Photo Credit: Paul Krawczuk
When I arrived in Cartagena, Colombia, on the day I was to begin the longest mostly solo journey of my life, I had grandiose and improbable ideas and, simultaneously, no actual plans at all.
The facts were not accommodating to the former–I had $2,000 in my bank account and most of the specific things I wanted to do were also the most expensive: the Ciudad Perdida tour in the Colombian mountains, Galápagos, the Amazon, the Bolivian salt flats. My eventual goal was to get to Santiago de Chile and find a job teaching English, but I had very little practical knowledge of how I would accomplish that. The trick was going to be how to stretch the little money I had far enough to meet at least a few of these dreams born and bred of legend.
Before leaving the U.S., when I was still stuck behind a desk as an over-abused and underappreciated administrative assistant at a book press, I had researched and signed up for various volunteer websites, including HelpX and WWOOF. I had eagerly perused these sites and daydreamed about spending my days learning to cultivate native crops or building huts in the rainforest. But it wasn’t until I was confronted with the frightening reality of being in a foreign country with less than ample money that I began to shave off the plumage of those daydreams and make them into realities that would both differ from and exceed their oneiric predecessors.
I was in Medellín, Colombia, when I decided to start putting out feelers for places to work in exchange for room and board. Call it luck or coincidence, but one of the first ads I found was for an artisan hotel on the island of San Cristóbal in the Galápagos.
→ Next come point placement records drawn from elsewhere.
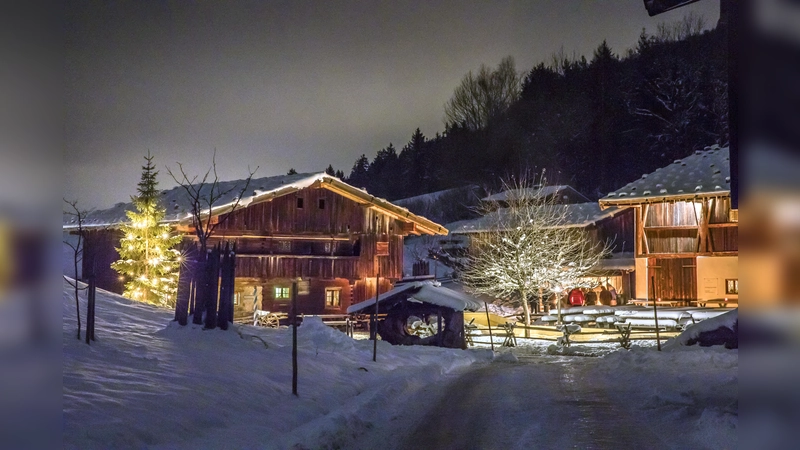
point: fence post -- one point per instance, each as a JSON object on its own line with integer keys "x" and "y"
{"x": 199, "y": 295}
{"x": 293, "y": 318}
{"x": 184, "y": 287}
{"x": 225, "y": 289}
{"x": 90, "y": 308}
{"x": 489, "y": 324}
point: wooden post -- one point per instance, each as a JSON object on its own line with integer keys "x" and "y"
{"x": 212, "y": 286}
{"x": 222, "y": 311}
{"x": 439, "y": 326}
{"x": 375, "y": 320}
{"x": 558, "y": 305}
{"x": 90, "y": 307}
{"x": 293, "y": 317}
{"x": 489, "y": 324}
{"x": 655, "y": 311}
{"x": 199, "y": 277}
{"x": 184, "y": 289}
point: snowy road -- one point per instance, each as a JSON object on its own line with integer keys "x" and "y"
{"x": 560, "y": 407}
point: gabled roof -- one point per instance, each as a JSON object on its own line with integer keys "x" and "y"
{"x": 264, "y": 189}
{"x": 534, "y": 193}
{"x": 578, "y": 215}
{"x": 420, "y": 292}
{"x": 706, "y": 173}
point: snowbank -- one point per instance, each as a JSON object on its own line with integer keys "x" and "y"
{"x": 690, "y": 394}
{"x": 148, "y": 382}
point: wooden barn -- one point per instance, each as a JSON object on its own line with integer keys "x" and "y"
{"x": 686, "y": 232}
{"x": 611, "y": 225}
{"x": 313, "y": 227}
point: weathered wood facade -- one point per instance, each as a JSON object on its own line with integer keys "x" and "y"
{"x": 338, "y": 239}
{"x": 686, "y": 244}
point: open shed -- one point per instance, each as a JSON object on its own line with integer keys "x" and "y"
{"x": 421, "y": 313}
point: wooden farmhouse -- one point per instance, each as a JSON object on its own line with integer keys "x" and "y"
{"x": 313, "y": 227}
{"x": 686, "y": 240}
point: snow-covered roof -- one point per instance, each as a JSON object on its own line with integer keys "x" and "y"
{"x": 422, "y": 292}
{"x": 702, "y": 174}
{"x": 578, "y": 215}
{"x": 178, "y": 207}
{"x": 616, "y": 262}
{"x": 535, "y": 192}
{"x": 430, "y": 197}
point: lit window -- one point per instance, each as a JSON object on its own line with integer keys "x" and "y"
{"x": 281, "y": 293}
{"x": 284, "y": 246}
{"x": 732, "y": 286}
{"x": 333, "y": 297}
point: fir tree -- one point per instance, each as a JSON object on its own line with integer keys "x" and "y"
{"x": 148, "y": 263}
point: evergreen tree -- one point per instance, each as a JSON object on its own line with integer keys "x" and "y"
{"x": 148, "y": 263}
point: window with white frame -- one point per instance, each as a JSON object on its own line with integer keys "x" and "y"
{"x": 281, "y": 293}
{"x": 333, "y": 297}
{"x": 732, "y": 286}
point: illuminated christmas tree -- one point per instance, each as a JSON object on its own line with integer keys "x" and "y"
{"x": 148, "y": 262}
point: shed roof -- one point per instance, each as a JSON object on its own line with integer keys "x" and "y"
{"x": 423, "y": 292}
{"x": 178, "y": 207}
{"x": 578, "y": 215}
{"x": 706, "y": 173}
{"x": 534, "y": 192}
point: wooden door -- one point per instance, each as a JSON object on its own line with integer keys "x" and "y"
{"x": 675, "y": 278}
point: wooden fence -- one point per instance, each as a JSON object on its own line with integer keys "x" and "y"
{"x": 205, "y": 286}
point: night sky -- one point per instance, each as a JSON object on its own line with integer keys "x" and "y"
{"x": 302, "y": 84}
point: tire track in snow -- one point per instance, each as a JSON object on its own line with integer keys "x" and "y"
{"x": 544, "y": 402}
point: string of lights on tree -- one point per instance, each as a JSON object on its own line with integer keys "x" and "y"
{"x": 148, "y": 261}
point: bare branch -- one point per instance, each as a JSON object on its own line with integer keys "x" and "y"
{"x": 204, "y": 196}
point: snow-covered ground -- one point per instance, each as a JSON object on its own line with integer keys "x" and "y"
{"x": 147, "y": 382}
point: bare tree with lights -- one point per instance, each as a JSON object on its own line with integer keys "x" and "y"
{"x": 528, "y": 247}
{"x": 148, "y": 260}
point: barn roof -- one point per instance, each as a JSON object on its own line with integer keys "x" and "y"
{"x": 706, "y": 173}
{"x": 178, "y": 208}
{"x": 578, "y": 215}
{"x": 422, "y": 292}
{"x": 535, "y": 192}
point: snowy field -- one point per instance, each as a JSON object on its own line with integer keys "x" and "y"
{"x": 149, "y": 383}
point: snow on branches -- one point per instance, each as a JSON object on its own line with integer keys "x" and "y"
{"x": 530, "y": 247}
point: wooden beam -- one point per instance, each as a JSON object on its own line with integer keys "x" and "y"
{"x": 290, "y": 256}
{"x": 639, "y": 227}
{"x": 281, "y": 237}
{"x": 646, "y": 245}
{"x": 667, "y": 228}
{"x": 723, "y": 225}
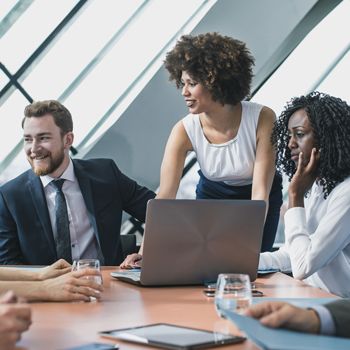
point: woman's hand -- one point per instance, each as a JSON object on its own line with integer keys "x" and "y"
{"x": 132, "y": 261}
{"x": 15, "y": 318}
{"x": 303, "y": 179}
{"x": 60, "y": 267}
{"x": 74, "y": 286}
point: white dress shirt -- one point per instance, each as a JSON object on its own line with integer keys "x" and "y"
{"x": 83, "y": 241}
{"x": 317, "y": 248}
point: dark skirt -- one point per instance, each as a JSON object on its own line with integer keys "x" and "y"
{"x": 207, "y": 189}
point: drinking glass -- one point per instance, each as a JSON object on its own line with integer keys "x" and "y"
{"x": 90, "y": 264}
{"x": 233, "y": 293}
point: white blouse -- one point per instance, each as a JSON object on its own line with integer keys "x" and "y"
{"x": 317, "y": 247}
{"x": 231, "y": 162}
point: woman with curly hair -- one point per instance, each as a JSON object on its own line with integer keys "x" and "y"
{"x": 231, "y": 137}
{"x": 313, "y": 149}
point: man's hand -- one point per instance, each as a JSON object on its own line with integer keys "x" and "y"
{"x": 73, "y": 286}
{"x": 60, "y": 267}
{"x": 132, "y": 261}
{"x": 14, "y": 319}
{"x": 281, "y": 314}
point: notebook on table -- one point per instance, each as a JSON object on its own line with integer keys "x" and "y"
{"x": 189, "y": 242}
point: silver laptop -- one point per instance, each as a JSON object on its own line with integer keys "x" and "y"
{"x": 189, "y": 242}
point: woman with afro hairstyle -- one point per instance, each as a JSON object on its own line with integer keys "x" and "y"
{"x": 312, "y": 139}
{"x": 231, "y": 137}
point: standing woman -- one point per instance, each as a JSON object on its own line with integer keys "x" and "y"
{"x": 231, "y": 137}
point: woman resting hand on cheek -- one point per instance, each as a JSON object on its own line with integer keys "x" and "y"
{"x": 313, "y": 149}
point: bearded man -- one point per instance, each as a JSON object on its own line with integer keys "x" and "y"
{"x": 62, "y": 207}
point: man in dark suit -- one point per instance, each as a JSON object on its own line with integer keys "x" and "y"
{"x": 39, "y": 224}
{"x": 331, "y": 319}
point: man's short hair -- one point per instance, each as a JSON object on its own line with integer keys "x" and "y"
{"x": 60, "y": 114}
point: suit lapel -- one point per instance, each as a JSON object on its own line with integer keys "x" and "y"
{"x": 39, "y": 202}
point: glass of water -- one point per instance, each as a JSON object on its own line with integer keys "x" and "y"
{"x": 233, "y": 293}
{"x": 90, "y": 264}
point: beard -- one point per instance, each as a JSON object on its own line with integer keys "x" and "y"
{"x": 51, "y": 163}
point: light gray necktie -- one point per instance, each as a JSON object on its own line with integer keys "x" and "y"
{"x": 62, "y": 236}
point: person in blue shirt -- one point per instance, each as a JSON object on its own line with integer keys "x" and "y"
{"x": 329, "y": 319}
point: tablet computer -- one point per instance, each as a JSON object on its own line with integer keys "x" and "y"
{"x": 169, "y": 336}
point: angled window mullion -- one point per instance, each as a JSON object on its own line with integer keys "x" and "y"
{"x": 25, "y": 68}
{"x": 89, "y": 67}
{"x": 135, "y": 81}
{"x": 10, "y": 19}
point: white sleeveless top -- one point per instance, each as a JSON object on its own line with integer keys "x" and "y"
{"x": 231, "y": 162}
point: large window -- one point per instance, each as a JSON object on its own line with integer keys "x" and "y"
{"x": 94, "y": 56}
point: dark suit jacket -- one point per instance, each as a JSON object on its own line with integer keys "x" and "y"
{"x": 340, "y": 311}
{"x": 25, "y": 229}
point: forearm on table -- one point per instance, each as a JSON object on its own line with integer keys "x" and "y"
{"x": 30, "y": 290}
{"x": 15, "y": 274}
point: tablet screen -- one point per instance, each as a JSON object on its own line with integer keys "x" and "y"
{"x": 173, "y": 337}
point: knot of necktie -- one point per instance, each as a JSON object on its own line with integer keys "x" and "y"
{"x": 58, "y": 184}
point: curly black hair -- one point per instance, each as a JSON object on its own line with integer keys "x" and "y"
{"x": 223, "y": 65}
{"x": 330, "y": 120}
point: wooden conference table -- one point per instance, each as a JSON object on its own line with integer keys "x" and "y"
{"x": 64, "y": 325}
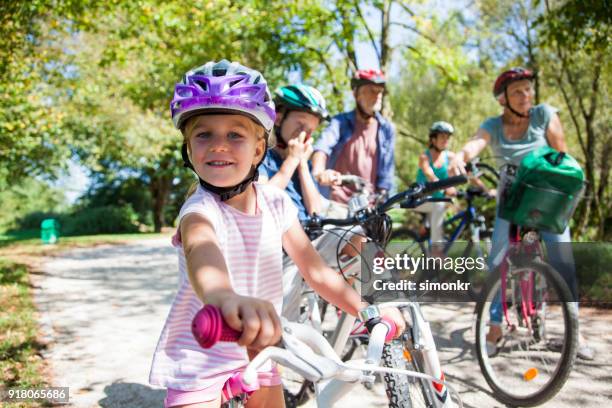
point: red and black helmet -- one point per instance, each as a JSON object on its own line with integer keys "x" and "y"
{"x": 507, "y": 77}
{"x": 368, "y": 76}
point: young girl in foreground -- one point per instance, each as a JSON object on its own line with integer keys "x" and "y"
{"x": 231, "y": 234}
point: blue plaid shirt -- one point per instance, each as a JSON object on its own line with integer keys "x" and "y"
{"x": 340, "y": 130}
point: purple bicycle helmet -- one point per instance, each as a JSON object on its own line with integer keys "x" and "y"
{"x": 224, "y": 87}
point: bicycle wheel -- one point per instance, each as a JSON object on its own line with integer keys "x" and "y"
{"x": 474, "y": 250}
{"x": 537, "y": 351}
{"x": 404, "y": 391}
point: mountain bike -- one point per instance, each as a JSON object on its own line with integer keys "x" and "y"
{"x": 534, "y": 357}
{"x": 470, "y": 234}
{"x": 416, "y": 348}
{"x": 536, "y": 353}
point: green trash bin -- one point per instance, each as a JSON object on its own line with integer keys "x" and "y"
{"x": 49, "y": 231}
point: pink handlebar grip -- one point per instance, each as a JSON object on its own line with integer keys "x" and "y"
{"x": 208, "y": 327}
{"x": 392, "y": 329}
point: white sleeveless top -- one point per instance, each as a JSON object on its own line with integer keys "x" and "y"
{"x": 252, "y": 248}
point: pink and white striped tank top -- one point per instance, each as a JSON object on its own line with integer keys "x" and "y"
{"x": 252, "y": 247}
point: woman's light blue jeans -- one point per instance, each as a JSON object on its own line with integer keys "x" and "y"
{"x": 559, "y": 257}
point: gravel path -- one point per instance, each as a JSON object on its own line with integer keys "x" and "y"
{"x": 103, "y": 308}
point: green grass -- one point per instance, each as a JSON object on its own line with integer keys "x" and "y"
{"x": 31, "y": 240}
{"x": 21, "y": 363}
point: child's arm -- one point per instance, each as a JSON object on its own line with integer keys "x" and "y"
{"x": 324, "y": 280}
{"x": 426, "y": 168}
{"x": 209, "y": 279}
{"x": 310, "y": 193}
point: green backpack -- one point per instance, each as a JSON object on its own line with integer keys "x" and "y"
{"x": 545, "y": 191}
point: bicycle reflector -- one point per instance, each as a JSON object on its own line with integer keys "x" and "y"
{"x": 530, "y": 374}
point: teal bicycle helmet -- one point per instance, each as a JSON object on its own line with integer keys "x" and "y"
{"x": 441, "y": 127}
{"x": 301, "y": 98}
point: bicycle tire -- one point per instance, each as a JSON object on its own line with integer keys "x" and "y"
{"x": 403, "y": 391}
{"x": 558, "y": 377}
{"x": 485, "y": 238}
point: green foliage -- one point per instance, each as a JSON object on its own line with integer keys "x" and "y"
{"x": 21, "y": 363}
{"x": 100, "y": 220}
{"x": 579, "y": 25}
{"x": 117, "y": 191}
{"x": 32, "y": 221}
{"x": 31, "y": 120}
{"x": 30, "y": 195}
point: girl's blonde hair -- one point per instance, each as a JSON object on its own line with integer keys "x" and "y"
{"x": 192, "y": 123}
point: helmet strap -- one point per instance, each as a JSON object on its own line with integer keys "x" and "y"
{"x": 225, "y": 193}
{"x": 520, "y": 115}
{"x": 363, "y": 113}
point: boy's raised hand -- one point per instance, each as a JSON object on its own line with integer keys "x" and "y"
{"x": 300, "y": 147}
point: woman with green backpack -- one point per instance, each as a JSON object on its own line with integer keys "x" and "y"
{"x": 520, "y": 131}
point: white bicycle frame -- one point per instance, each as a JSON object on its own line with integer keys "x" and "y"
{"x": 308, "y": 353}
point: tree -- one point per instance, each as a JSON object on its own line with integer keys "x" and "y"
{"x": 577, "y": 35}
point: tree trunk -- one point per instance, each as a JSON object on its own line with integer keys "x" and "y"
{"x": 160, "y": 187}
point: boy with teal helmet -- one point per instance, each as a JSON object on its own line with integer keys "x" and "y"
{"x": 433, "y": 166}
{"x": 300, "y": 109}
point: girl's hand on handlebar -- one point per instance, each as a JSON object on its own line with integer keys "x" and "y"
{"x": 457, "y": 165}
{"x": 450, "y": 192}
{"x": 394, "y": 314}
{"x": 328, "y": 178}
{"x": 255, "y": 318}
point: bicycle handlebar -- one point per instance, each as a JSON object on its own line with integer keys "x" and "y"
{"x": 209, "y": 327}
{"x": 414, "y": 192}
{"x": 443, "y": 184}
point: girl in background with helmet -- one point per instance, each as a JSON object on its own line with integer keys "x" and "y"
{"x": 433, "y": 166}
{"x": 520, "y": 129}
{"x": 230, "y": 240}
{"x": 300, "y": 109}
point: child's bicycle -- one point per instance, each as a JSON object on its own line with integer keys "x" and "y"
{"x": 469, "y": 233}
{"x": 416, "y": 348}
{"x": 305, "y": 351}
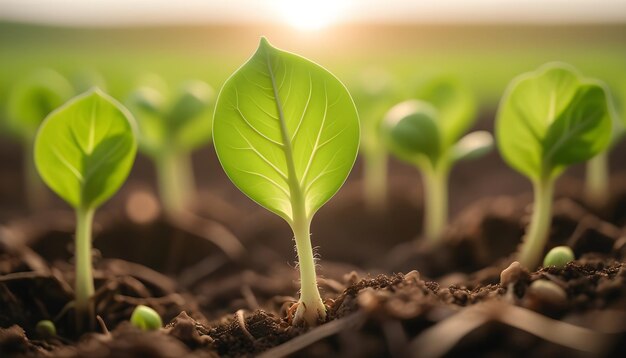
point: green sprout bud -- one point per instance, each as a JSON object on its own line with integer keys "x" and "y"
{"x": 145, "y": 318}
{"x": 46, "y": 329}
{"x": 558, "y": 257}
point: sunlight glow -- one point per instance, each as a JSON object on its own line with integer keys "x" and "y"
{"x": 309, "y": 15}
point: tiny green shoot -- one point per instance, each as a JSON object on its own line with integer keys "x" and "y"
{"x": 46, "y": 329}
{"x": 597, "y": 168}
{"x": 548, "y": 120}
{"x": 425, "y": 133}
{"x": 374, "y": 94}
{"x": 29, "y": 102}
{"x": 171, "y": 126}
{"x": 84, "y": 151}
{"x": 146, "y": 318}
{"x": 558, "y": 257}
{"x": 286, "y": 132}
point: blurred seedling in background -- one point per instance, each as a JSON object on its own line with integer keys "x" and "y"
{"x": 146, "y": 318}
{"x": 548, "y": 120}
{"x": 84, "y": 151}
{"x": 286, "y": 132}
{"x": 425, "y": 133}
{"x": 374, "y": 93}
{"x": 29, "y": 102}
{"x": 172, "y": 124}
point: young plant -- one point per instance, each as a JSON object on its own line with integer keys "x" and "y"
{"x": 597, "y": 169}
{"x": 170, "y": 128}
{"x": 548, "y": 120}
{"x": 425, "y": 133}
{"x": 30, "y": 101}
{"x": 84, "y": 151}
{"x": 287, "y": 133}
{"x": 146, "y": 318}
{"x": 374, "y": 95}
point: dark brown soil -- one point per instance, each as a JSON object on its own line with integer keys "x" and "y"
{"x": 224, "y": 281}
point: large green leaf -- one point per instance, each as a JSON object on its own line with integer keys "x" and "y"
{"x": 32, "y": 99}
{"x": 552, "y": 118}
{"x": 85, "y": 149}
{"x": 285, "y": 128}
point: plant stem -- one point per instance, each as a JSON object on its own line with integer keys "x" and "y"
{"x": 36, "y": 193}
{"x": 375, "y": 180}
{"x": 310, "y": 306}
{"x": 597, "y": 181}
{"x": 534, "y": 241}
{"x": 84, "y": 287}
{"x": 175, "y": 180}
{"x": 436, "y": 203}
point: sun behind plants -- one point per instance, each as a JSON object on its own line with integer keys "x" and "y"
{"x": 286, "y": 132}
{"x": 84, "y": 152}
{"x": 548, "y": 120}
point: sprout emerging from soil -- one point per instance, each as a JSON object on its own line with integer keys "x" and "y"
{"x": 84, "y": 151}
{"x": 30, "y": 101}
{"x": 425, "y": 133}
{"x": 559, "y": 257}
{"x": 548, "y": 120}
{"x": 287, "y": 134}
{"x": 145, "y": 318}
{"x": 171, "y": 126}
{"x": 46, "y": 329}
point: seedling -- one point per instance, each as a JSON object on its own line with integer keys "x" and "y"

Within hours of sending them an email, I had received a positive reply and had bought a ticket for three days later, on a plane leaving from Quito, Ecuador. After over 48 hours of bus travel, a taxi ride I was sure would be my last (I had been unaware that Quito’s airport was an hour from the city and thought I was about to become a statistic of solo women travelers getting kidnapped), and a plane ride that seemed to last forever, I stepped onto the tarmac of the arid and breathtaking landscape of San Cristóbal.
The hotel I was to work at was called Hotel Katarma. Even though it was still under construction, it was studded with wonderful mosaics of animals endemic to the islands. The layout was open and airy, with a meticulously clean pool slicing through its center, and the ocean could be heard and seen from my spacious private room with adjoining bathroom. My duties were simple–I was to help Teresa, the cook and maid, prepare breakfast in the mornings, which was mostly limited to using my 2.5 languages to ask the guests how they liked their eggs. That task done, Teresa would make breakfast for us and we would sit and talk for a while. I learned how she lived with all her children, including her son’s girlfriend and their baby, and she would often tearfully tell me about the struggles in her life. I would do my best to comfort and listen to her, although it was hard for me to understand how trapped she felt in her life, being as I was almost completely unmoored from any true responsibility.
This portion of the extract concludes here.